As federal debt continues to rise, younger generations will bear the brunt of today’s irresponsible deficit spending. Not all millennials are passive bystanders as Congress seals their fate. The Millennial Debt Foundation (MDF) recently released 10 recommendations to address the U.S. debt challenge over the next 30 years.

Founded in 2019 with the support of the late Senator Tom Coburn, MD, the Foundation convened millennial business leaders and members of Congress to devise a plan to reduce the growth in the federal debt. I am pleased to serve the organization as a senior advisor.

The latest Congressional Budget Office long-term outlook projects that debt will rise to an unprecedented 185 percent of gross domestic product (GDP) by 2052. Under the MDF proposal, debt would rise just shy of 129 percent of GDP. While a significant improvement to doing nothing, the fact that debt would still rise to such alarming levels demonstrates the severity of the U.S. fiscal challenge. Delay is making it even worse.

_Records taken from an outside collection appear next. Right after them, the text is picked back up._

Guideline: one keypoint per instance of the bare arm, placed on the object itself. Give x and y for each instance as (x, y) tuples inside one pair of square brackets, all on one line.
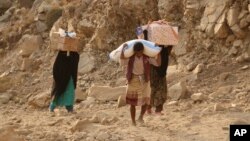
[(158, 60)]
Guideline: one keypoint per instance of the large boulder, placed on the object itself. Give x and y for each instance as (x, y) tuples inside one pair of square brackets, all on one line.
[(29, 43), (213, 11), (238, 32), (106, 93), (86, 64), (49, 14), (170, 9), (26, 3), (86, 27), (177, 91)]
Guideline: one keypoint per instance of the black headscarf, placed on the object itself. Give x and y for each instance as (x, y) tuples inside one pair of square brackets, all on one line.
[(64, 68)]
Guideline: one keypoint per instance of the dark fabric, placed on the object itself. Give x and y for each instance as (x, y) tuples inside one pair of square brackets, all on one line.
[(64, 68), (158, 88), (161, 70), (146, 66)]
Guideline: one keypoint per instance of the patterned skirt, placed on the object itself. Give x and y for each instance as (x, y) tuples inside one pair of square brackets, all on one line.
[(138, 93)]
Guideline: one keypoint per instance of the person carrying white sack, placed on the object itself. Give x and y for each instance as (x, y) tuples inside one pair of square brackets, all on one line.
[(138, 79)]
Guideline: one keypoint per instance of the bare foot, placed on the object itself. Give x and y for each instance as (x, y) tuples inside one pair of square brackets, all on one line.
[(159, 113), (140, 120)]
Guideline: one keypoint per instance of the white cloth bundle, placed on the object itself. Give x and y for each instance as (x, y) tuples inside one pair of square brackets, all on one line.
[(150, 49)]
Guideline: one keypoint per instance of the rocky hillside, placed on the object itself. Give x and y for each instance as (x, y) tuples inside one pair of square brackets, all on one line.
[(209, 71)]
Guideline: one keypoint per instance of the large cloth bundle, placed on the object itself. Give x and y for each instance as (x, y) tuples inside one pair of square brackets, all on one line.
[(162, 33), (64, 42), (150, 49)]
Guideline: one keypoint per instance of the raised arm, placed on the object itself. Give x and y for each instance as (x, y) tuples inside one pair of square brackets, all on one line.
[(122, 53)]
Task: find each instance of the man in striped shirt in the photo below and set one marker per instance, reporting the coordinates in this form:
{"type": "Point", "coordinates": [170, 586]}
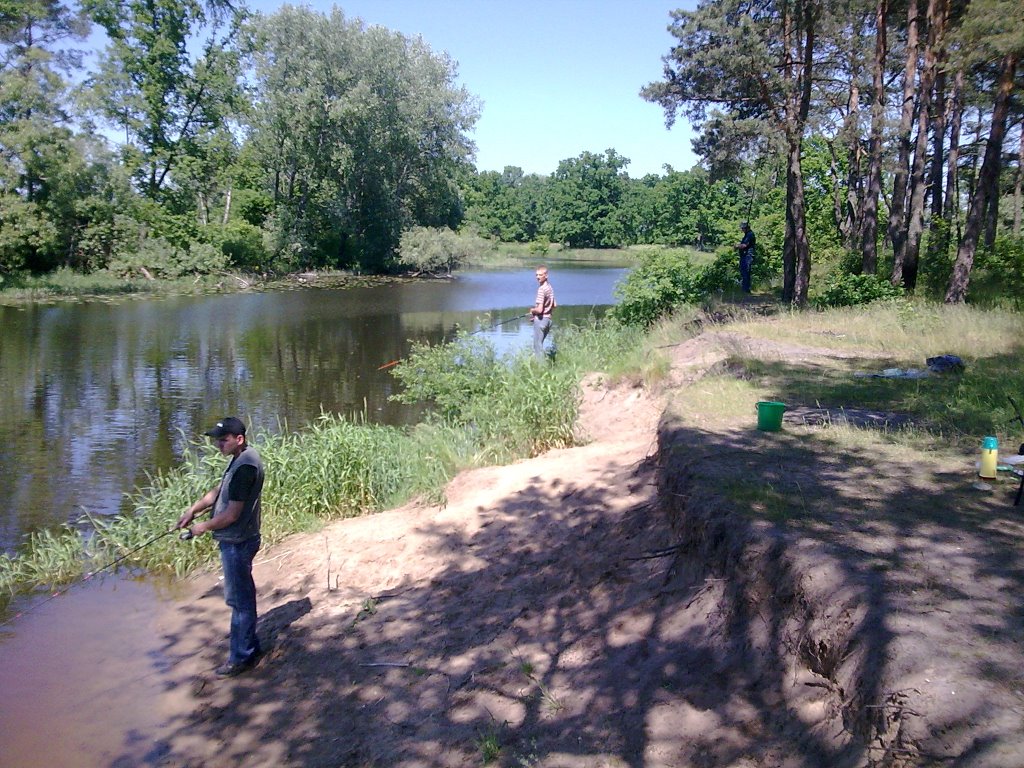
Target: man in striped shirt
{"type": "Point", "coordinates": [541, 311]}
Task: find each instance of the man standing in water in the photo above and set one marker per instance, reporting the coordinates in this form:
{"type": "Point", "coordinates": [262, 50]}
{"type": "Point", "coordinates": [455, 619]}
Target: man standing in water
{"type": "Point", "coordinates": [541, 311]}
{"type": "Point", "coordinates": [236, 504]}
{"type": "Point", "coordinates": [745, 256]}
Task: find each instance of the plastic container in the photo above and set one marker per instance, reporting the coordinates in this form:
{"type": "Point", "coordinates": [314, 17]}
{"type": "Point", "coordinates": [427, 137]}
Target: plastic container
{"type": "Point", "coordinates": [770, 416]}
{"type": "Point", "coordinates": [989, 458]}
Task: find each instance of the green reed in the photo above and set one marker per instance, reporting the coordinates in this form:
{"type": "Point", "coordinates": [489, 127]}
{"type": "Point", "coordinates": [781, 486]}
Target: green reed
{"type": "Point", "coordinates": [493, 410]}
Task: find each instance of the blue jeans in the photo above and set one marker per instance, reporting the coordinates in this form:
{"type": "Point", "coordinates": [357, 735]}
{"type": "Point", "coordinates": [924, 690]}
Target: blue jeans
{"type": "Point", "coordinates": [240, 594]}
{"type": "Point", "coordinates": [542, 327]}
{"type": "Point", "coordinates": [745, 262]}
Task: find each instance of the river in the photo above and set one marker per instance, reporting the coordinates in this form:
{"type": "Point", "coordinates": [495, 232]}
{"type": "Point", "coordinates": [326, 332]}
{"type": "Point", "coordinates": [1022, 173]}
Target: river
{"type": "Point", "coordinates": [95, 394]}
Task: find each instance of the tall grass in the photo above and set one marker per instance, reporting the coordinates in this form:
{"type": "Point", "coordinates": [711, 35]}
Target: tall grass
{"type": "Point", "coordinates": [952, 410]}
{"type": "Point", "coordinates": [485, 410]}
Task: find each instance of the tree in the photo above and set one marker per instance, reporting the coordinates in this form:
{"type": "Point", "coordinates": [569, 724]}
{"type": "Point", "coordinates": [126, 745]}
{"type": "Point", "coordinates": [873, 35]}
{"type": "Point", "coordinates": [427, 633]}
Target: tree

As the House Budget Committee, under the chairmanship of Jody Arrington (R‑TX), prepares its budget proposal over the next few weeks, they should seriously consider adopting some if not all the MDF’s recommendations. Here are the MDF’s 10 proposals:

Increase federal benefits to keep pace with inflation by using a more accurate and modern cost-of-living measure: $200 billion in savings over 10 years

Use the Chained CPI measure of inflation to calculate cost-of-living adjustments for federal spending programs (i.e., Social Security, means-tested programs, other federal retirement programs & health programs). The 2017 tax law adopted chained CPI for adjusting the tax code. It’s only sensible that federal benefit programs should follow suit. As I’ve argued previously:

“[T]he chained CPI is a more accurate measure of changes in the cost of living, it should be adopted across all federal benefit programs that are currently using the CPI‑W or the CPI‑U to make benefit adjustments.

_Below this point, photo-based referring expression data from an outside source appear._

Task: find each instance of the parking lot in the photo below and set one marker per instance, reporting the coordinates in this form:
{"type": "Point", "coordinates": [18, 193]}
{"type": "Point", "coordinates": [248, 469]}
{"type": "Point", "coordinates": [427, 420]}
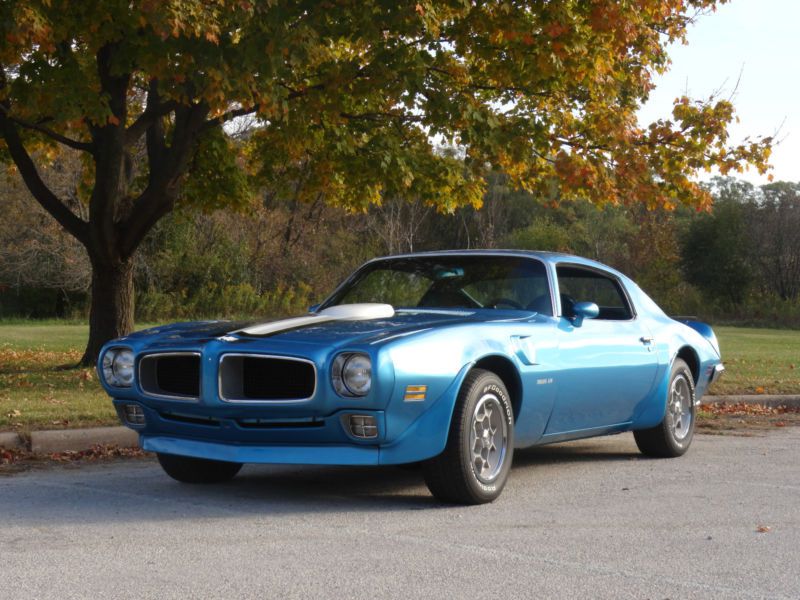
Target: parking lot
{"type": "Point", "coordinates": [584, 519]}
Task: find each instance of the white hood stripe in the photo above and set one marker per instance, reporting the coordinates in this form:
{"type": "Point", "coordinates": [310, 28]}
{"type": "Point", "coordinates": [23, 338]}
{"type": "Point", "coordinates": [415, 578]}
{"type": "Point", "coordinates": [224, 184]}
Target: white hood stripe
{"type": "Point", "coordinates": [342, 312]}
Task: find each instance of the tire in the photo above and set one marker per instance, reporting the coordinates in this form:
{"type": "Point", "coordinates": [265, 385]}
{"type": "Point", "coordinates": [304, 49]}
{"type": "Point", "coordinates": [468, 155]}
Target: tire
{"type": "Point", "coordinates": [673, 436]}
{"type": "Point", "coordinates": [197, 470]}
{"type": "Point", "coordinates": [474, 466]}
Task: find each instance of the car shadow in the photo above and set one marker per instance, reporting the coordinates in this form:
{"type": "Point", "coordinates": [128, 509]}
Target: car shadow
{"type": "Point", "coordinates": [117, 491]}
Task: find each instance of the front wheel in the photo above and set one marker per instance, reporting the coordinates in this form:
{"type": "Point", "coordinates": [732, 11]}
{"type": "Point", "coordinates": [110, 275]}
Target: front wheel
{"type": "Point", "coordinates": [474, 466]}
{"type": "Point", "coordinates": [197, 470]}
{"type": "Point", "coordinates": [674, 434]}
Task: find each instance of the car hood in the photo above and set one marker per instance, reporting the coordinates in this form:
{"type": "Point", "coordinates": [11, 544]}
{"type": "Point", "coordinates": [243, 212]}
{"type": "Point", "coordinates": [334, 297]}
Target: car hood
{"type": "Point", "coordinates": [333, 332]}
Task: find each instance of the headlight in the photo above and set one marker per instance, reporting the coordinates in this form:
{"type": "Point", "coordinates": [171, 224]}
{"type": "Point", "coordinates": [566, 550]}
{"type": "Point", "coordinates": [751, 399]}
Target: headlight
{"type": "Point", "coordinates": [352, 374]}
{"type": "Point", "coordinates": [118, 367]}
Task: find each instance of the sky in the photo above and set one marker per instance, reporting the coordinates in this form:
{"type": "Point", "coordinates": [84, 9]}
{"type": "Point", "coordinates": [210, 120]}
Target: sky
{"type": "Point", "coordinates": [754, 42]}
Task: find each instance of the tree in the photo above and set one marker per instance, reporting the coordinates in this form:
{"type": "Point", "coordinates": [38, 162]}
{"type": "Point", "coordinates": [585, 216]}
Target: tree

Opponents of moving to this measure, argue that it would grow welfare beneficiaries’ benefits more slowly, leaving recipients with fewer resources over the long run. If proponents believe that welfare benefits are too low, they should address this issue directly; not perpetuate use of a less accurate inflation measure to achieve their ends.”

Increase Social Security’s initial benefits to keep pace with inflation: $50 billion in savings over 10 years

When Social Security calculates recipients’ initial benefits it gives seniors a bonus increase based on average wage growth. This leads to more generous benefits than ensuring benefits kept pace with the cost of living. Under the current approach, Social Security benefits grow more generous over time as workers become more productive.

The rationale for this method of calculating benefits was to ensure seniors’ incomes grew in line with workers’ incomes. Instead, we have a system in which working Americans subsidize ever more generous retirements for seniors whose incomes and net worth far exceed their own.

MDF suggests calculating initial benefits based on changes in prices instead of wages, but only for high-income recipients. As laid out in the Cato Handbook for Policymakers:

“Perhaps the best way to reduce Social Security benefits would be to change the formula used to calculate the initial benefit so that benefits are indexed to price inflation rather than national wage growth. Since wages over the long run have tended to grow at a rate roughly 1 percentage point faster than prices, such a change would hold future Social Security benefits constant in real terms but would eliminate the benefit escalation that is built into the current formula.”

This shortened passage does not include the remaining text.